A story from the Associated Press recently reported on new statistics issued by the DEA, showing a six-fold increase in the use of opioids, primarily oxycontin and vicodin, over the last ten years. We discuss this trend which we have reported, and the relationship to pain management.
Howard: Welcome to the CNS Podcast featuring Dr. Darryl Inaba, research director for CNS Productions, I am Howard La Mere. Of all the stories we’ve come across this week, the one that is perhaps most salient is an Associated Press story – a synopsis of the amount of pain killers being used in the U.S. and how it has increased substantially over the last 10 years. These numbers reported by the DEA show that between 2000 and 2010 there has been a 6-fold increase in the use of – primarily Oxycontin and Vicodin – opioids prescriptions. We’ve been talking about this for a long time, but do those numbers mean anything in particular? The other thing that I thought was interesting is the geographic centers highlighted – West Virginia and Kentucky, coal mining country, chronic back pain in Appalachia, in the Midwest and now we’re seeing a sharp surge in the Southwest and in affluent suburbia. What do these numbers say to you in those geographic locations, Darryl?
Darryl: Well I think first of all we have to look at those numbers from the raw data that is being presented – that there’s been a 600% a 6-fold a 600% increase in the sales – which means use obviously somebody’s got to be using them if they’re selling them, so use is increasing as well, but 600% in sales I don’t know of another business that will make you any better profit than that.
Howard: That’s pretty good.
Darryl: So, it’s always about the money – no wonder we recently saw pharmaceutical companies saying that people are being persecuted for using pain pills and are overly scrutinized when they have chronic pain. They also maintain that patients aren’t getting proper pain treatment because the practice is looked at as an over-extension of the use of pain medication, prescription opiate medications. If there is a call to stop prescribing these medications so frequently and for physicians to look more closely at the way it is being prescribed – well, that could mean a decrease in profits.
Howard: And there’s no disputing the increase in the number of overdose deaths and also pharmacy robberies.
Darryl: Exactly. The data is a bit old.
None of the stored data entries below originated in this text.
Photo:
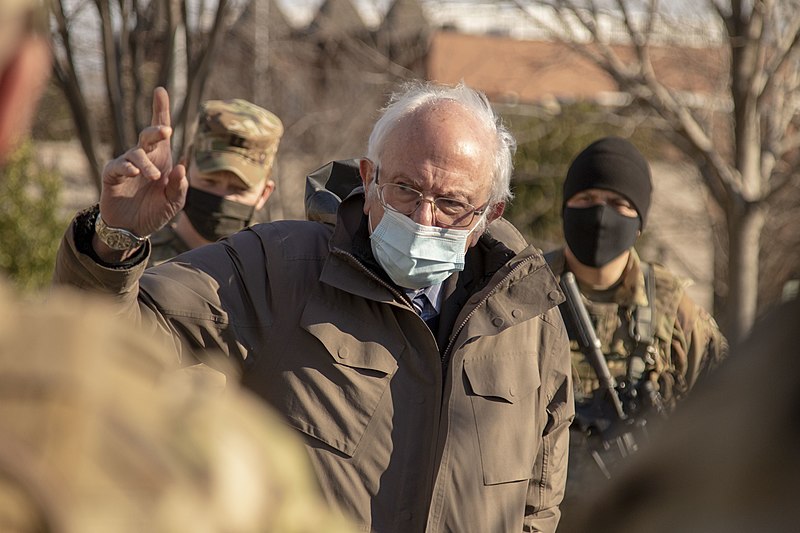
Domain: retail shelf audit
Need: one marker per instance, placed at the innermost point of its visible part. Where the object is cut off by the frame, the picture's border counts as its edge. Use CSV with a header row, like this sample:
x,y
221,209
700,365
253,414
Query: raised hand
x,y
142,190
The numbers are from about 2008 or 2000, 2010 some of the other reports show increased deaths in 2008, and it’s now 2012. We’re 2 to 4 years beyond those dates, but still I believe that there is an increase in prescription opioids being diverted at the same time that pharmaceutical firms are lobbying for the FDA and the DA to approve even greater strength prescription opiates. Well, there are many different pain drugs and what I see happening is that as the hot items – like “Vicodin is the big abuse item” then people who are medication shopping or drug seeking and prescribers who are too busy to pay attention somebody comes in and says, “I’ve got this horrendous chronic back pain, but you know, I don’t want that Vicodin stuff. Don’t give me that Vicodin – I know it’s addictive – so how about some Norco? Or why don’t you give me some Anexsia?” Well those are all the same chemical, the same drug, but under a different name. Or I just saw oh, I think it was in Wyoming or someplace in the Midwest one of the regions you mentioned… there is a dramatic increase in opana being prescribed.
Howard: Now what is opana? That’s not a very familiar name.
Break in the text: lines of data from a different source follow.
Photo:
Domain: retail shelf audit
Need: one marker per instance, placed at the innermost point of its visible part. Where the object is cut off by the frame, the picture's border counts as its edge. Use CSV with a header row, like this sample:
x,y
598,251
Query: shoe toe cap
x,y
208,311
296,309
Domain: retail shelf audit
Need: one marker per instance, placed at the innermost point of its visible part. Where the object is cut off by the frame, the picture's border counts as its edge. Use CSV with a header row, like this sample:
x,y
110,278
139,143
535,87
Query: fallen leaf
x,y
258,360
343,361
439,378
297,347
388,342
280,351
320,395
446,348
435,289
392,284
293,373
Darryl: Opana is a trade name for oxymorphone, which is a prescription opioid pain killer that has been around for a long, long time. It was once touted as being less addictive and less sedating than morphine or other pain killers, and it had street value and a good street name and people wanted it – but then Oxycontin came out and it has more milligrams per tablet. But opana the more common name is newmorphone or newmorphine, I believe might be schedule 3, meaning it’s more available than the schedule 2 drugs. If Oxycontin and Vicodin are under the scrutiny of our medical system and of the DEA and FDA, then many others will be subjected to the same scrutiny and hopefully sales of all prescription opioid pain killers will be examined. I also understand sales of Percocet and even Percodan, which is a schedule 2 has started to increase.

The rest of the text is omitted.